Judge McMullen Q.C. said:
19. The third ground advanced in this application relates to section 123. It is contended that the award to the Claimant was not just and equitable because it was substantial. I reject this as a proposition of law. In the calculation of loss for unfair dismissal the prime consideration is the loss suffered by the Claimant attributable to the action of the employer. The vehicle for the submission today is that if this award has to be paid, the business will go into liquidation.
20. That is not the correct approach to the assessment of an award for unfair dismissal, which does not pay attention to the ability of the employer to pay. There are places in the employment protection canon where ability to pay is a feature (see for example the costs regime). But in the assessment of damages for a statutory tort, the possibility that the employer will be in difficulty paying an award is not a relevant consideration.

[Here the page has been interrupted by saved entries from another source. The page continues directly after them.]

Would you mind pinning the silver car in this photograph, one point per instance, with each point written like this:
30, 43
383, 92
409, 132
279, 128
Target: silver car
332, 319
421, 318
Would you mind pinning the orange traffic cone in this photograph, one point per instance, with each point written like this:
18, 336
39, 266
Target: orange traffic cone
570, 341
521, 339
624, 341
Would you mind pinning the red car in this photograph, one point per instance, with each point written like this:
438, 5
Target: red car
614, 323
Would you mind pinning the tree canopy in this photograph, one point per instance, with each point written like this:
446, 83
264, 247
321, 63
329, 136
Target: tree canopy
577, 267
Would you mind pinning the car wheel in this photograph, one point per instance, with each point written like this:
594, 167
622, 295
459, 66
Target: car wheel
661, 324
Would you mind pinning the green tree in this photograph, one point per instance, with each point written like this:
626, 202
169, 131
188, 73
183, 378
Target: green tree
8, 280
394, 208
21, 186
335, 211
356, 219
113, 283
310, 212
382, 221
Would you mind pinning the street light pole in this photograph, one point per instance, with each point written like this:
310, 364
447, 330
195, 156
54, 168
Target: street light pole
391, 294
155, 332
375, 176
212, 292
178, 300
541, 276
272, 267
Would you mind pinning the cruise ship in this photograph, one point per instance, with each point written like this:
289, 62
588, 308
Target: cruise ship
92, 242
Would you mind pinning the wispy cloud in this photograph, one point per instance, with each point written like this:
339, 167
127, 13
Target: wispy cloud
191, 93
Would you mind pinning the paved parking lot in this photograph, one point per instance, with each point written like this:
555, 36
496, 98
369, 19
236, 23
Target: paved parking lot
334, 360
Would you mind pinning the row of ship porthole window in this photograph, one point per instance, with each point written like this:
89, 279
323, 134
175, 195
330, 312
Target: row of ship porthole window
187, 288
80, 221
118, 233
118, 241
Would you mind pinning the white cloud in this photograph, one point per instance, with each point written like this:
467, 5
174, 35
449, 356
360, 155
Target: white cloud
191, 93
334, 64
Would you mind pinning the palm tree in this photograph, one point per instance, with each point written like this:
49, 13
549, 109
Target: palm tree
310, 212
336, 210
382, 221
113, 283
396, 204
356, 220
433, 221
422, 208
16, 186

This does not add significantly to our legal understanding, but it is a clear and concise statement of principle. It might be useful, therefore, in convincing a stubborn respondent that this is not a line worth taking.
One word of caution: while ability to pay will not change the tribunal’s decision there is, unfortunately, a gap between obtaining a tribunal decision and getting the money. This needs to be considered when making decisions about litigation.